Hello Everyone, I've come here today in search of assistance in repairing a Gemmy Groovin' Ghoul animated skeleton I have. He's been in storage for a good 7 years already. I initially bought him 11 years ago (2005?), and I remember he used to work really well, dancing, singing, the 10 yards. However, I brought him out about 3 days ago and I immediately noticed some things wrong. Battery pack was corroded with acid (cleaned out), arm had snapped off, and no movement of his body whatsoever. He can sing and light up though. I've been trying to restore him but I can't find the problem with him. Motor looks good, whirring. Rubber belt is also in good condition, spins around. I can't exactly identify what's wrong with him. I was thinking it might be the wires leading into the battery pack, but I'm unsure. Anyone have an idea or suggestion about it? Thank you.


----------



## corey872 (Jan 10, 2010)

No real clue except to say that when you have a battery leak, the damage is often more than what you see in the battery box...especially after 7? years in storage.

The 'acid' - actually more likely to be an alkaline solution if you're using standard AA, C, D, etc batteries - not only leaks out, but can wick up into wires so they look good on the outside, but are just corroded fluff on the inside. The vapors given off can corrode circuit boards and components as well as other exposed metal...switch contacts, relays, etc.

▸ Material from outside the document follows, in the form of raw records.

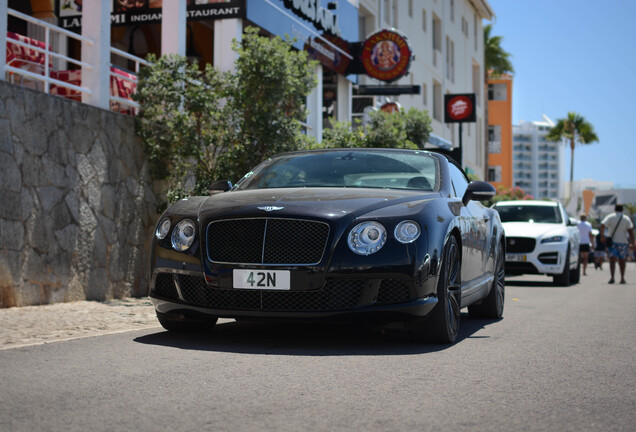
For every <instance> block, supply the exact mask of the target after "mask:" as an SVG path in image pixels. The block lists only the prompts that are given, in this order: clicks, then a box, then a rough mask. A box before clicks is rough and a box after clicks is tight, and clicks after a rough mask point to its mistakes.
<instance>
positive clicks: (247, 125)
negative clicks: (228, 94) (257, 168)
mask: <svg viewBox="0 0 636 432" xmlns="http://www.w3.org/2000/svg"><path fill="white" fill-rule="evenodd" d="M233 48H234V50H235V51H236V52H237V53H238V59H237V61H236V72H235V74H234V76H233V79H232V80H231V82H230V83H229V87H230V94H231V95H232V97H231V98H229V100H228V103H227V113H228V120H229V124H228V126H229V130H230V131H233V132H235V133H231V134H228V138H229V139H228V141H227V143H226V147H225V151H224V152H223V153H222V154H221V155H220V157H219V172H218V175H219V176H220V177H222V178H229V179H230V180H233V181H237V180H238V179H240V178H241V177H242V176H243V175H244V174H245V173H247V172H248V171H249V170H250V169H251V168H253V167H254V166H255V165H257V164H258V163H260V162H261V161H262V160H264V159H266V158H268V157H270V156H272V155H274V154H276V153H280V152H284V151H293V150H298V149H299V148H300V145H301V143H302V142H303V140H302V139H301V138H300V135H302V130H301V123H300V122H301V121H303V120H305V119H306V118H307V111H306V110H305V106H304V104H305V98H306V97H307V95H308V94H309V93H310V92H311V90H312V89H313V88H314V87H315V85H316V77H315V76H314V74H313V73H312V70H313V63H314V62H310V61H309V60H308V57H307V52H306V51H293V50H292V49H291V45H290V42H289V41H285V40H283V39H281V38H280V37H275V38H273V39H269V38H265V37H261V36H259V35H258V29H256V28H253V27H252V28H248V29H247V30H246V31H245V33H244V34H243V40H242V41H241V43H238V42H236V41H234V45H233Z"/></svg>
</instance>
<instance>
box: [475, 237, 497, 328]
mask: <svg viewBox="0 0 636 432" xmlns="http://www.w3.org/2000/svg"><path fill="white" fill-rule="evenodd" d="M494 276H495V279H494V280H493V283H492V288H491V289H490V292H489V293H488V295H487V296H486V298H485V299H483V300H482V301H481V302H480V303H478V304H475V305H471V306H468V314H469V315H470V317H471V318H486V319H495V320H497V319H501V318H502V317H503V309H504V300H505V294H506V269H505V267H504V256H503V248H502V247H500V248H499V250H498V251H497V257H496V260H495V271H494Z"/></svg>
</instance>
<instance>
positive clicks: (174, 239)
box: [172, 219, 196, 252]
mask: <svg viewBox="0 0 636 432" xmlns="http://www.w3.org/2000/svg"><path fill="white" fill-rule="evenodd" d="M195 232H196V230H195V229H194V222H192V221H191V220H190V219H184V220H182V221H181V222H179V223H178V224H177V226H176V227H174V230H173V231H172V247H173V248H174V250H176V251H179V252H183V251H185V250H187V249H188V248H189V247H190V246H192V242H193V241H194V234H195Z"/></svg>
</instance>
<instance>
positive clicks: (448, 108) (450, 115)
mask: <svg viewBox="0 0 636 432" xmlns="http://www.w3.org/2000/svg"><path fill="white" fill-rule="evenodd" d="M444 105H445V106H446V115H445V116H444V122H446V123H471V122H475V121H476V119H477V116H476V113H475V94H474V93H467V94H454V95H452V94H451V95H445V96H444Z"/></svg>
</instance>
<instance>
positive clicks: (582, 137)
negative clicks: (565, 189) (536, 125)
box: [546, 112, 598, 187]
mask: <svg viewBox="0 0 636 432" xmlns="http://www.w3.org/2000/svg"><path fill="white" fill-rule="evenodd" d="M546 139H547V140H549V141H555V142H556V141H565V142H567V143H569V144H570V187H572V186H571V185H572V182H573V181H574V147H575V146H576V144H591V143H593V142H596V141H598V137H597V136H596V132H594V126H592V124H591V123H590V122H588V121H587V120H585V117H583V116H582V115H580V114H578V113H576V112H569V113H568V116H567V117H566V118H563V119H558V120H557V124H556V125H554V127H552V128H550V131H549V132H548V134H547V135H546Z"/></svg>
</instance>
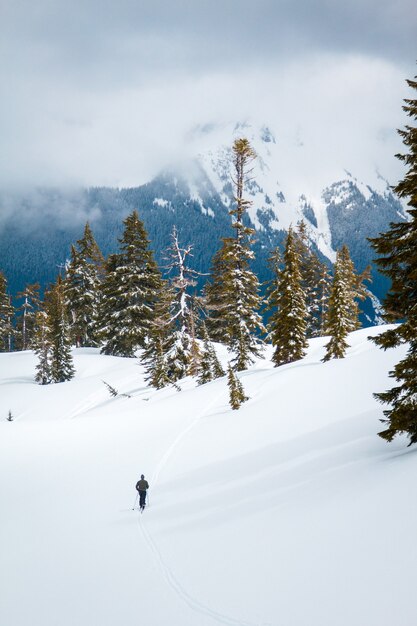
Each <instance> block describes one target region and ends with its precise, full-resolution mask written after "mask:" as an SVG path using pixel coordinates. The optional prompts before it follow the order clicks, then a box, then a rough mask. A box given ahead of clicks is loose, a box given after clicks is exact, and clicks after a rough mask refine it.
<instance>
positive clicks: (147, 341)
mask: <svg viewBox="0 0 417 626" xmlns="http://www.w3.org/2000/svg"><path fill="white" fill-rule="evenodd" d="M172 300H173V294H172V290H171V288H170V287H169V285H168V283H167V282H166V281H165V280H163V281H161V286H160V289H159V291H158V297H157V301H156V303H155V309H154V313H155V317H154V320H153V321H152V324H151V327H150V334H149V337H148V341H147V343H146V346H145V348H144V350H143V352H142V355H141V363H142V364H143V365H144V366H145V371H146V374H147V376H146V378H145V380H147V381H148V383H149V384H150V385H151V386H152V387H155V389H162V388H163V387H166V386H168V385H170V384H171V383H172V382H174V381H173V379H172V378H173V372H172V371H171V366H170V354H171V351H172V350H173V347H174V343H175V336H174V325H173V322H172V319H171V303H172Z"/></svg>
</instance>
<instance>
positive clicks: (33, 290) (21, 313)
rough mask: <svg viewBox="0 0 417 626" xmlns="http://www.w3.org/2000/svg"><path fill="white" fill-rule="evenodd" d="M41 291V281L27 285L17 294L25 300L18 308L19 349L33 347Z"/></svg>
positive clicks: (17, 296)
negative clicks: (36, 321) (35, 324)
mask: <svg viewBox="0 0 417 626" xmlns="http://www.w3.org/2000/svg"><path fill="white" fill-rule="evenodd" d="M39 291H40V285H39V283H34V284H32V285H26V287H25V288H24V290H23V291H20V292H19V293H18V294H17V298H20V299H22V300H23V302H22V304H21V305H20V306H19V307H17V309H16V312H17V320H16V329H15V343H16V349H18V350H29V349H30V348H31V347H32V342H33V337H34V333H35V322H36V314H37V312H38V311H39V309H40V304H41V301H40V296H39Z"/></svg>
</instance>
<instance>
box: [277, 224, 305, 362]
mask: <svg viewBox="0 0 417 626" xmlns="http://www.w3.org/2000/svg"><path fill="white" fill-rule="evenodd" d="M283 260H284V267H283V269H282V270H281V271H279V273H277V275H276V279H275V284H276V288H275V289H274V288H272V289H271V290H270V295H269V307H270V309H271V310H272V311H273V313H272V315H271V317H270V320H269V335H270V338H271V341H272V345H273V346H274V348H275V350H274V353H273V356H272V361H273V362H274V364H275V366H276V367H277V366H278V365H284V364H285V363H292V362H293V361H297V360H298V359H302V358H303V356H304V355H305V348H306V347H307V337H306V330H307V322H306V320H307V307H306V297H305V292H304V290H303V287H302V276H301V271H300V254H299V252H298V249H297V240H296V236H295V234H294V231H293V229H292V228H290V229H289V231H288V235H287V239H286V244H285V251H284V258H283Z"/></svg>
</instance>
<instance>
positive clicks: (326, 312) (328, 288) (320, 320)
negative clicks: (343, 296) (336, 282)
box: [316, 263, 331, 337]
mask: <svg viewBox="0 0 417 626" xmlns="http://www.w3.org/2000/svg"><path fill="white" fill-rule="evenodd" d="M330 283H331V277H330V272H329V270H328V268H327V265H325V264H324V263H322V264H321V271H320V278H319V287H318V302H317V303H318V310H317V318H316V319H317V322H318V328H317V336H319V337H323V335H324V327H325V323H326V318H327V312H328V310H329V297H330Z"/></svg>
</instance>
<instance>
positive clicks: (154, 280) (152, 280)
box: [99, 211, 161, 357]
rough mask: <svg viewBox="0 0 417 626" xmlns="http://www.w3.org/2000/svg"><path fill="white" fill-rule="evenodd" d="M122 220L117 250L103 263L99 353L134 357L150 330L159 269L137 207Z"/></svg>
mask: <svg viewBox="0 0 417 626" xmlns="http://www.w3.org/2000/svg"><path fill="white" fill-rule="evenodd" d="M123 223H124V225H125V229H124V233H123V237H122V238H121V239H119V242H120V253H118V254H113V255H111V256H110V257H109V259H108V261H107V263H106V270H107V272H106V276H105V278H104V281H103V286H102V305H101V307H100V331H99V337H100V339H101V341H102V343H103V347H102V349H101V351H102V353H104V354H113V355H115V356H126V357H133V356H134V355H135V351H136V350H137V349H138V348H144V347H145V346H146V342H147V338H148V337H149V335H150V334H151V327H152V323H153V321H154V319H155V304H156V301H157V299H158V291H159V289H160V287H161V273H160V271H159V269H158V266H157V264H156V262H155V260H154V257H153V252H152V251H151V250H150V249H149V240H148V237H147V234H146V231H145V227H144V225H143V222H142V221H141V220H140V219H139V216H138V213H137V211H133V212H132V213H131V214H130V215H129V216H128V217H127V218H126V219H125V220H124V222H123Z"/></svg>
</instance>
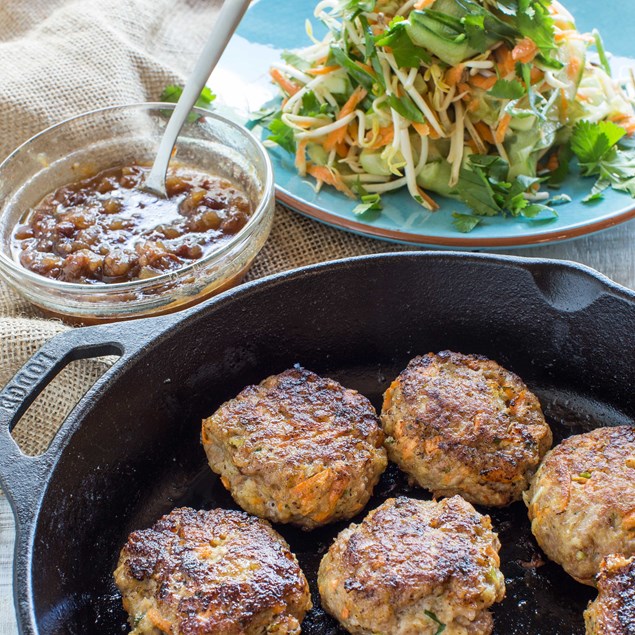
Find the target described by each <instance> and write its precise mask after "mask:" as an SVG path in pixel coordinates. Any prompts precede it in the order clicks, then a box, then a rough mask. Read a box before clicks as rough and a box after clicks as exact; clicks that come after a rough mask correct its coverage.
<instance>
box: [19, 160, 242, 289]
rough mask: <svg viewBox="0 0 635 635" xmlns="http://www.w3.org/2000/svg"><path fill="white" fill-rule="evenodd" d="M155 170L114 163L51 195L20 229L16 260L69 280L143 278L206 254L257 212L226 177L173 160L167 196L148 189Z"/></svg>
mask: <svg viewBox="0 0 635 635" xmlns="http://www.w3.org/2000/svg"><path fill="white" fill-rule="evenodd" d="M148 172H149V168H148V167H146V166H143V165H126V166H121V167H114V168H110V169H107V170H104V171H101V172H99V173H97V174H95V175H92V176H90V177H88V178H84V179H82V180H78V181H76V182H73V183H70V184H68V185H65V186H63V187H60V188H59V189H57V190H55V191H54V192H52V193H50V194H48V195H47V196H45V197H44V198H43V199H42V200H41V201H40V202H39V203H38V204H37V205H36V206H34V207H33V208H32V209H30V210H29V211H28V212H27V213H26V214H25V215H24V217H23V218H22V219H21V223H20V224H19V225H18V226H17V227H16V228H15V230H14V232H13V252H14V255H15V258H16V260H17V261H18V262H19V263H20V264H21V265H22V266H23V267H25V268H26V269H28V270H30V271H33V272H35V273H37V274H40V275H42V276H46V277H47V278H53V279H56V280H60V281H63V282H72V283H83V284H103V283H118V282H130V281H133V280H142V279H147V278H152V277H155V276H158V275H161V274H164V273H169V272H171V271H175V270H177V269H180V268H182V267H184V266H186V265H188V264H190V263H192V262H194V261H196V260H199V259H200V258H203V257H204V256H206V255H208V254H209V253H210V252H211V251H213V250H216V249H217V248H218V247H219V245H220V244H222V243H223V242H226V241H227V240H229V239H230V238H231V237H232V236H234V235H235V234H237V233H238V232H239V231H240V230H241V229H242V228H243V227H244V226H245V224H246V223H247V221H248V220H249V217H250V216H251V214H252V211H253V210H252V206H251V203H250V200H249V198H248V196H247V194H246V193H245V192H244V191H243V190H242V189H241V188H240V186H239V185H237V184H235V183H233V182H230V181H229V180H227V179H226V178H223V177H220V176H214V175H211V174H207V173H204V172H200V171H198V170H194V169H192V168H190V167H187V166H185V165H178V166H174V167H171V168H170V170H169V171H168V174H167V177H166V191H167V198H165V199H162V198H160V197H157V196H156V195H154V194H152V193H150V192H147V191H145V190H144V189H143V184H144V181H145V178H146V175H147V173H148Z"/></svg>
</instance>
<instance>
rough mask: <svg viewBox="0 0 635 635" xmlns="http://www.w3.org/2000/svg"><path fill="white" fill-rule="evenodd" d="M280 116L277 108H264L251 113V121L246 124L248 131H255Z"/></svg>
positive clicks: (247, 122) (246, 122)
mask: <svg viewBox="0 0 635 635" xmlns="http://www.w3.org/2000/svg"><path fill="white" fill-rule="evenodd" d="M279 116H280V111H279V110H277V109H276V108H262V109H261V110H256V111H254V112H252V113H251V119H250V120H249V121H247V122H246V123H245V128H247V130H253V129H254V128H255V127H256V126H259V125H262V124H266V123H267V122H269V121H271V119H274V118H275V117H279Z"/></svg>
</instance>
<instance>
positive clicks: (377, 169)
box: [359, 150, 390, 176]
mask: <svg viewBox="0 0 635 635" xmlns="http://www.w3.org/2000/svg"><path fill="white" fill-rule="evenodd" d="M359 163H360V165H361V166H362V168H364V170H365V171H366V172H368V174H377V175H378V176H390V168H389V167H388V164H387V163H386V161H384V160H383V159H382V158H381V153H380V152H371V151H370V150H362V152H361V153H360V155H359Z"/></svg>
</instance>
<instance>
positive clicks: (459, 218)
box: [452, 212, 483, 234]
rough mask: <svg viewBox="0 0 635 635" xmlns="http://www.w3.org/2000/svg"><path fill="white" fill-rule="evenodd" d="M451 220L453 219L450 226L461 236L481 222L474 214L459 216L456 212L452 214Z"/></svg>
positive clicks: (481, 218) (469, 230) (473, 227)
mask: <svg viewBox="0 0 635 635" xmlns="http://www.w3.org/2000/svg"><path fill="white" fill-rule="evenodd" d="M452 218H453V219H454V220H453V221H452V225H454V227H455V228H456V229H457V230H458V231H460V232H461V233H463V234H467V233H469V232H471V231H472V230H473V229H474V228H475V227H476V226H477V225H479V224H480V223H481V222H482V220H483V219H482V217H479V216H475V215H474V214H459V213H458V212H453V213H452Z"/></svg>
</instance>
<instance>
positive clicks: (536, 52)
mask: <svg viewBox="0 0 635 635" xmlns="http://www.w3.org/2000/svg"><path fill="white" fill-rule="evenodd" d="M538 51H539V49H538V47H537V46H536V43H535V42H534V41H533V40H532V39H531V38H528V37H526V38H523V39H522V40H520V42H518V44H516V46H515V47H514V50H513V51H512V59H513V60H514V62H522V63H523V64H529V62H532V61H533V59H534V58H535V57H536V55H538Z"/></svg>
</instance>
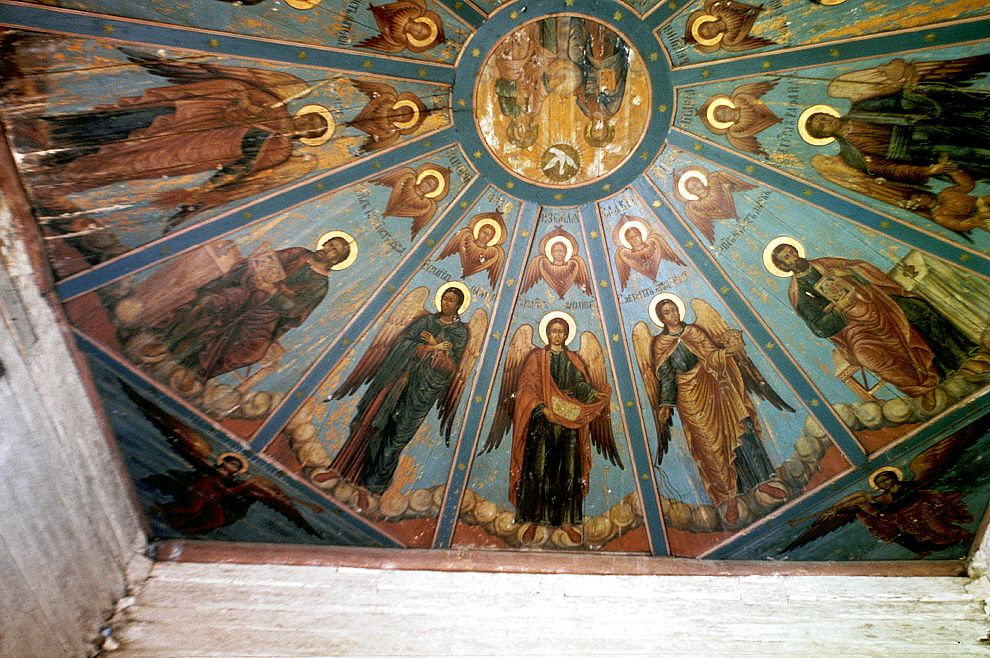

You'd probably need to disassemble as much as possible, visually look for corrosion, loose wires, bad joints, or anything else and repair as needed. You might also try sending power straight to the 'movement' motor and see if it turns - it might even be corroded on the inside.


----------



## Batbuddy (Sep 3, 2014)

You are likely going to need to test all of the wiring for continuity with a multi meter. If it was working when it went into storage then I would bet on the wiring being corroded.


----------



## diamonddave_k (Nov 9, 2016)

Maybe a new battery box would work? I would say first thing would be to test the main motor by powering directly as corey872 said then move backwards to the power supply(battery box). Maybe post a couple pictures of the battery box, wires, motor and anything else needed to make it work?


----------